- DVD cover
- Starring: Gabriel Macht; Patrick J. Adams; Rick Hoffman; Meghan Markle; Sarah Rafferty; Gina Torres;
- No. of episodes: 16

Release
- Original network: USA Network
- Original release: July 12, 2017 – April 25, 2018

Season chronology
- ← Previous Season 6 Next → Season 8

= Suits season 7 =

The seventh season of the American legal drama Suits was ordered on August 3, 2016, and started airing on USA Network in the United States July 12, 2017. The season has five series regulars playing employees at the fictional Pearson Specter Litt law firm in Manhattan: Gabriel Macht, Patrick J. Adams, Rick Hoffman, Meghan Markle, and Sarah Rafferty. Gina Torres is credited as the sixth regular only for the episodes that she appears in, following her departure last season.
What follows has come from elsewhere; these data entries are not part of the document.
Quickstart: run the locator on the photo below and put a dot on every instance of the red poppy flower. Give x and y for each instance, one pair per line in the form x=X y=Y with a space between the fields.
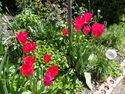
x=87 y=17
x=65 y=31
x=47 y=58
x=47 y=79
x=29 y=60
x=87 y=29
x=22 y=37
x=53 y=70
x=97 y=29
x=79 y=23
x=27 y=69
x=29 y=47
The season featured the 100th episode of the series, which was directed by Patrick J. Adams and aired August 30, 2017. To celebrate the series' milestone, the main cast (including Gina Torres) and creator Aaron Korsh came together at ATX Television Festival for a live read-through of the series' pilot script. They were joined by Abigail Spencer and Nick Wechsler to read for the episode's guest stars.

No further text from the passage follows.